October 07, 2022
Large retail pharmacies face legal battles over placing homeopathic remedies in the medicine aisle with the rest of the pills.
Lawsuits originally filed in 2018 and 2019 against CVS and Walgreens, respectively, by the nonprofit Center for Inquiry (CFI) alleged that the labeling of homeopathic products as medicine was misleading and in violation of the law. on the District of Columbia Consumer Protection Procedures (CPPA), according to Ars-Technica. Lower courts dismissed the lawsuits, but the highest district court has now decided unanimously to allow the lawsuits to continue.

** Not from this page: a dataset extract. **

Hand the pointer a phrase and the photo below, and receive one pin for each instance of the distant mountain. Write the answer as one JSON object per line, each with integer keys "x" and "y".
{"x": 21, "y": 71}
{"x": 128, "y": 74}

While some customers may read “homeopathy” as a synonym for “natural”, homeopathy has a specific technical meaning. Homeopathy is based on an alternative interpretation of chemistry considered incompatible with contemporary science. Homeopaths believe that certain ingredients that would cause disease in healthy people, when diluted in water, give the water the ability to fight that disease. The current scientific consensus is that pills containing substances diluted in this way have no active ingredient and therefore no mechanism of action.

Skeptic and debunker James Randi frequently demonstrated the ineffectiveness of homeopathic remedies by swallowing an entire bottle of homeopathic sleep aids on stage during speeches, as he explained in a YouTube video embedded in a 2011 NPR article. The stunt inspired an annual event organized by the British skeptic group 10:23 Campaign where members overdosed homeopathic sleeping pills – sometimes at a million times the recommended dose – to demonstrate that they had no effect.
The regulatory gray era governing homeopathic remedies in the United States has sometimes had serious consequences for customer safety.
For example, in 2009 the cold remedy Zicam was marketed as homeopathic despite its high zinc content, according to a Quad City Herald article on the debacle. While in a true homeopathic remedy the zinc would have been diluted to near or beyond the point of non-existence, the amount of zinc in Zicam was concentrated enough to cause permanent anosmia (loss of smell) in some customers, leading to a US Food & Drug Administration (FDA) Response.
In 2019, the FDA published a draft tips for a coercive approach to homeopathic products. No homeopathic product has been approved by the FDA.
DISCUSSION QUESTIONS: What should be a retailer’s responsibility when it comes to informing customers about the efficacy or lack of efficacy of the products they sell? How should retail stores position homeopathic remedies and other types of remedies that may not have scientifically proven value?
“What should be the responsibility of a merchant when it comes to informing customers of the effectiveness or lack of effectiveness of the products he sells?”